AUTHOR=Lin Shihui , Gao Xiaolong , Zhang Mo , Lyu Mingxin , Ke Caihuan 

TITLE=Feeding strategy trade-off and selection of marine nocturnal gastropods under predation risk

JOURNAL=Frontiers in Marine Science

VOLUME=Volume 9 - 2022

YEAR=2022

URL=https://www.frontiersin.org/journals/marine-science/articles/10.3389/fmars.2022.1015076

DOI=10.3389/fmars.2022.1015076

ISSN=2296-7745

ABSTRACT=The circadian rhythm is one of the most crucial and universal biological rhythms in living organisms. As a typical nocturnal creature, Pacific abalone (Haliotis discus hannai) exhibits rhythmic behaviors in terms of passively selecting whether to avoid predators or improve food availability, and active adaptation to light cycle changes is regulated by the biological clock. However, no basic data are available to help understand these rhythmic behaviors. In this study, quantification of behavioral data for abalone and its predator Portunus trituberculatus in short-term (24 h) and long-term (40 days) polyculture scenarios suggested that the distance of moving, duration of moving, percentage of feeding individuals, and cumulative duration of feeding by abalones were significantly lower under short-term predation risk than long-term predation risk.
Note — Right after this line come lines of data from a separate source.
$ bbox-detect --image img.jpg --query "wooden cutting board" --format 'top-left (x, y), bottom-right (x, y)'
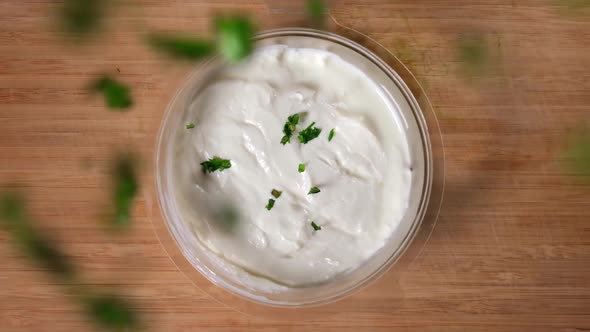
top-left (0, 0), bottom-right (590, 332)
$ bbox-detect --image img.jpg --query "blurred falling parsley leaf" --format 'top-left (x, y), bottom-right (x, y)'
top-left (94, 76), bottom-right (133, 110)
top-left (457, 34), bottom-right (489, 72)
top-left (305, 0), bottom-right (327, 28)
top-left (149, 34), bottom-right (215, 60)
top-left (0, 192), bottom-right (74, 278)
top-left (112, 155), bottom-right (139, 226)
top-left (0, 192), bottom-right (26, 227)
top-left (215, 16), bottom-right (255, 62)
top-left (87, 295), bottom-right (139, 331)
top-left (565, 133), bottom-right (590, 182)
top-left (19, 229), bottom-right (74, 279)
top-left (60, 0), bottom-right (105, 35)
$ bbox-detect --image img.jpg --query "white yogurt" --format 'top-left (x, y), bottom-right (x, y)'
top-left (172, 46), bottom-right (412, 287)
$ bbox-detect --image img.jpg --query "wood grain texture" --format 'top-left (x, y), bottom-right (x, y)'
top-left (0, 0), bottom-right (590, 332)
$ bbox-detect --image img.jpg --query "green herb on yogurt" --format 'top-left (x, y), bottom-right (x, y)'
top-left (266, 198), bottom-right (275, 211)
top-left (281, 113), bottom-right (299, 145)
top-left (201, 157), bottom-right (231, 173)
top-left (297, 122), bottom-right (322, 144)
top-left (328, 128), bottom-right (335, 142)
top-left (307, 187), bottom-right (320, 195)
top-left (94, 76), bottom-right (133, 110)
top-left (270, 189), bottom-right (283, 198)
top-left (311, 221), bottom-right (322, 231)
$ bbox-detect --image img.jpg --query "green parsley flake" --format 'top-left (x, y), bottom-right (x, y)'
top-left (266, 198), bottom-right (275, 211)
top-left (311, 221), bottom-right (322, 231)
top-left (297, 164), bottom-right (305, 173)
top-left (215, 16), bottom-right (256, 62)
top-left (307, 187), bottom-right (320, 195)
top-left (94, 76), bottom-right (133, 110)
top-left (148, 34), bottom-right (215, 60)
top-left (201, 157), bottom-right (231, 173)
top-left (281, 113), bottom-right (299, 145)
top-left (297, 122), bottom-right (322, 144)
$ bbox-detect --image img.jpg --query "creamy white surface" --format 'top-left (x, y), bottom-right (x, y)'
top-left (173, 46), bottom-right (412, 287)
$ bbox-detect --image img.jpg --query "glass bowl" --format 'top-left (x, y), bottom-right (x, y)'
top-left (154, 29), bottom-right (444, 312)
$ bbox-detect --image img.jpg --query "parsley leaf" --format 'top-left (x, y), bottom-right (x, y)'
top-left (281, 113), bottom-right (299, 145)
top-left (311, 221), bottom-right (322, 231)
top-left (307, 187), bottom-right (320, 195)
top-left (306, 0), bottom-right (326, 28)
top-left (94, 76), bottom-right (133, 110)
top-left (60, 0), bottom-right (104, 35)
top-left (201, 157), bottom-right (231, 173)
top-left (0, 192), bottom-right (75, 279)
top-left (328, 128), bottom-right (335, 142)
top-left (215, 16), bottom-right (255, 62)
top-left (266, 198), bottom-right (275, 211)
top-left (297, 122), bottom-right (322, 144)
top-left (112, 156), bottom-right (139, 226)
top-left (297, 164), bottom-right (305, 173)
top-left (148, 34), bottom-right (215, 60)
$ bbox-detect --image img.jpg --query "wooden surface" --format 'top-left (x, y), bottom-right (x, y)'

The concentrations of 5-hydroxytryptamine (5-HT), cyclic adenosine monophosphate (cAMP), protein kinase A (PKA), and hexokinase (HK), and expression levels of 5-HT1A receptor and 5-HT2 receptor were significantly higher under long-term predation risk than short-term predation risk. The concentration of lactate dehydrogenase (LDH) and glycogen contents of abalones were significantly higher under short-term predation risk than long-term predation risk, thereby implying roles for anaerobic metabolism and aerobic metabolism as primary energy sources under short-term and long-term predation risk, respectively. The concentrations of 5-HT and cAMP, and the expression levels of Bmal1 and 5-HT2 receptor exhibited no significant signs of cosine rhythmicity under short-term predation risk, but changes in the movement and feeding behaviors of abalones still only occurred at night. Correlation analysis showed that the expression levels of Bmal1 and Clock had significant positive correlations with the circadian changes in the movement parameters of abalones, thereby suggesting a dominant role for the rhythmic expression of endogenous circadian clock genes in regulating the rhythmic behavior of abalones. These findings provide new insights into the origin and evolution of biological rhythms in nocturnal marine animals, as well as providing a reference for developing rational enhancement and release plans, and improving the level of protection for marine benthic biodiversity.